There were a lot of hotshots at the ALI-ABA course on “Mass Litigation” in Charleston, SC, a couple of weeks ago.
One of those hotshots mused that it’s become awfully hard to predict where the MDL Panel will transfer a set of newly coordinated cases these days because the Panel has become a black box.
The Panel has, in the past, articulated factors that guide its decision where to transfer cases — the preference of the parties, location of the evidence, geographic centrality of the transferee court, opportunities to coordinate with state court proceedings, familiarity of the federal judge with the the issues, etc.
But, said the hotshot, the Panel no longer truly relies on those factors (if it ever did) in deciding where to send cases.
Increasingly, federal trial judges are lobbying the Panel to be assigned new coordinated proceedings, and the Panel tries to accommodate interested judges who seem up to the task.
When the Panel selects a transferee court, it now often appears to be considering primarily (1) which judges want the cases, (2) which judges seem to have the necessary skills to handle the cases, and (3) whether any of the likely transferee judges are already too busy handling other MDLs to take on a new one.
According to the hotshot, those new rules have changed the game. Even when the parties agree on a proposed transferee court, the MDL Panel will now occasionally ship the cases elsewhere.
When the hotshot stopped speaking those words, an awful lot of smart heads started bobbing up and down in agreement.
If those words are true, that’s terribly unfortunate.
The MDL Panel’s selection of a transferee court can be critically important in the life of a set of cases. The law of the transferee circuit will control federal questions in pretrial proceedings; the selection of the transferee court can thus be case-dispositive. Even if the choice of governing law is not critical, the temperament and attitude of the presiding judge makes a real difference to the litigants.

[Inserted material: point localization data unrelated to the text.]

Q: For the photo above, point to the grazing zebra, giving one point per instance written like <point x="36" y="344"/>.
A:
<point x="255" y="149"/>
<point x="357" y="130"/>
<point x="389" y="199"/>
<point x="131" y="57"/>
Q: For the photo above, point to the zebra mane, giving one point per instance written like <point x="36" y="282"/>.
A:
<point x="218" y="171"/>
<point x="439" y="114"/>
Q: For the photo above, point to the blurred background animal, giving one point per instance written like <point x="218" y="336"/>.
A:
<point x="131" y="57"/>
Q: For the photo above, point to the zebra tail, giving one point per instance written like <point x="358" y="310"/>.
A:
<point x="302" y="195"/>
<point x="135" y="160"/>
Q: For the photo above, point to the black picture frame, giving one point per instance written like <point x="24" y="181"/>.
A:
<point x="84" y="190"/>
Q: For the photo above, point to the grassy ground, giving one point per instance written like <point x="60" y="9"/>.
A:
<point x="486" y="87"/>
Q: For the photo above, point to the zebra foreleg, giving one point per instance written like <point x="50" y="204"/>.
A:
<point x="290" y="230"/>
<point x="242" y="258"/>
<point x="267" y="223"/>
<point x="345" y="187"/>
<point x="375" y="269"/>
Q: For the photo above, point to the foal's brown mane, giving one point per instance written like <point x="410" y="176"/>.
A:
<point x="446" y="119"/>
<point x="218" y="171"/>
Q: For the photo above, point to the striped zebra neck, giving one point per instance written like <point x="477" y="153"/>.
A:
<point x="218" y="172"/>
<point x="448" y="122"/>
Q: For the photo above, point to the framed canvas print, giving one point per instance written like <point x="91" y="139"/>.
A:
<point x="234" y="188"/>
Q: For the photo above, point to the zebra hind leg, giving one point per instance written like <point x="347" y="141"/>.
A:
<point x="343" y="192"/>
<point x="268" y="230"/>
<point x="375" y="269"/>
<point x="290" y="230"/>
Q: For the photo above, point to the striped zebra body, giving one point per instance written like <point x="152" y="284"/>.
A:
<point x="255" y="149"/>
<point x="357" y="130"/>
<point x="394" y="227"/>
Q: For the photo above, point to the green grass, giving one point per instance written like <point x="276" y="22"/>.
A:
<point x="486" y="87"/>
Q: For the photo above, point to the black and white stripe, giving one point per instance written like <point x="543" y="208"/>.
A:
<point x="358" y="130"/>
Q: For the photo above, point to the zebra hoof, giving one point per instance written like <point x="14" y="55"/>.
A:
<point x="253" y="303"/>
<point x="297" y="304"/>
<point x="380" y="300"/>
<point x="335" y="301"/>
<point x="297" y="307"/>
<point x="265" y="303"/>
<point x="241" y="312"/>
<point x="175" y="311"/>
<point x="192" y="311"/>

Given the importance of the choice of transferee forum, the process leading to that decision should be transparent and honest. The Panel ought not to identify a bunch of factors in its published decisions — preference of the parties, location of the evidence, etc. — that will cause the parties to brief those factors and predict the likely result based on those factors, only to have the Panel blithely ignore all of those stated grounds when the time comes to actually choose a transferee court.
That’s not right.
American courts don’t deliberate in public, but they do articulate the rules that will govern their decisions, and courts are supposed to follow those rules.

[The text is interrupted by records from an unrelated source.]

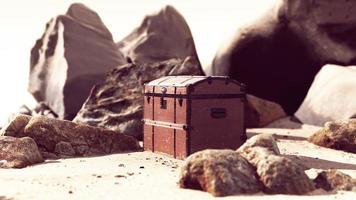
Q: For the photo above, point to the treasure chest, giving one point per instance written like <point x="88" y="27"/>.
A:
<point x="186" y="114"/>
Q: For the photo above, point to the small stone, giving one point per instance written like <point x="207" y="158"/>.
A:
<point x="261" y="112"/>
<point x="18" y="152"/>
<point x="219" y="172"/>
<point x="63" y="137"/>
<point x="262" y="140"/>
<point x="281" y="175"/>
<point x="340" y="135"/>
<point x="120" y="176"/>
<point x="64" y="149"/>
<point x="278" y="174"/>
<point x="333" y="180"/>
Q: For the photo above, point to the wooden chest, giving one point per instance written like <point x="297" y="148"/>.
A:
<point x="186" y="114"/>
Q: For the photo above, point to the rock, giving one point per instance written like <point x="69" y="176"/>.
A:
<point x="16" y="123"/>
<point x="266" y="141"/>
<point x="64" y="149"/>
<point x="282" y="175"/>
<point x="161" y="36"/>
<point x="333" y="180"/>
<point x="117" y="103"/>
<point x="340" y="135"/>
<point x="278" y="174"/>
<point x="75" y="52"/>
<point x="18" y="152"/>
<point x="59" y="137"/>
<point x="278" y="56"/>
<point x="219" y="172"/>
<point x="259" y="112"/>
<point x="331" y="96"/>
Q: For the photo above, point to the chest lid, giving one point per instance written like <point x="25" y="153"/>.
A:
<point x="195" y="85"/>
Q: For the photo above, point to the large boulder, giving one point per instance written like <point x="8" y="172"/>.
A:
<point x="278" y="56"/>
<point x="161" y="36"/>
<point x="340" y="135"/>
<point x="18" y="152"/>
<point x="75" y="52"/>
<point x="219" y="172"/>
<point x="117" y="103"/>
<point x="61" y="138"/>
<point x="331" y="96"/>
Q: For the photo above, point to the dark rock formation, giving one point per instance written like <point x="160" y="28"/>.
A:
<point x="75" y="52"/>
<point x="331" y="96"/>
<point x="41" y="109"/>
<point x="57" y="138"/>
<point x="278" y="174"/>
<point x="278" y="56"/>
<point x="117" y="104"/>
<point x="339" y="135"/>
<point x="161" y="36"/>
<point x="259" y="112"/>
<point x="18" y="152"/>
<point x="219" y="172"/>
<point x="333" y="180"/>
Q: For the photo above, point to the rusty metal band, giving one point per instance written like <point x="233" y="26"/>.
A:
<point x="198" y="96"/>
<point x="165" y="124"/>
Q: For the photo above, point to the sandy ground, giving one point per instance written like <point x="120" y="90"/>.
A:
<point x="153" y="176"/>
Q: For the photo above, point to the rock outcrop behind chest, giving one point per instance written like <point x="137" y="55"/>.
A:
<point x="278" y="56"/>
<point x="75" y="52"/>
<point x="117" y="103"/>
<point x="161" y="36"/>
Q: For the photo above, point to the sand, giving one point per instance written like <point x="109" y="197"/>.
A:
<point x="145" y="175"/>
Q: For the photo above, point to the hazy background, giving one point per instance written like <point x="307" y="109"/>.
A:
<point x="22" y="22"/>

Courts should not deceive parties into believing that one set of rules applies to the courts’ decision-making and then in reality apply a different set of rules.
As we’ve said before on this blog, we can live in many different environments. But, whatever the environment, we must know the rules — the real rules, not the fake ones — in advance. If the MDL Panel prefers to select transferee courts based on some new set of criteria — perhaps, (1) interest of the transferee judge in handling the cases, (2) which of the possible transferee judges have time available to handle the cases, and (3) the need constantly to groom new transferee judges who will be able to manage increasingly complex cases in the future — then the Panel should be honest. The Panel should issue a decision (or promulgate a new set of rules) that tells litigants which, if any, of the previously articulated factors are still relevant and what new factors the Panel is now considering.
The MDL Panel, like all other courts, should be forthright about the bases on which it is resting its decisions.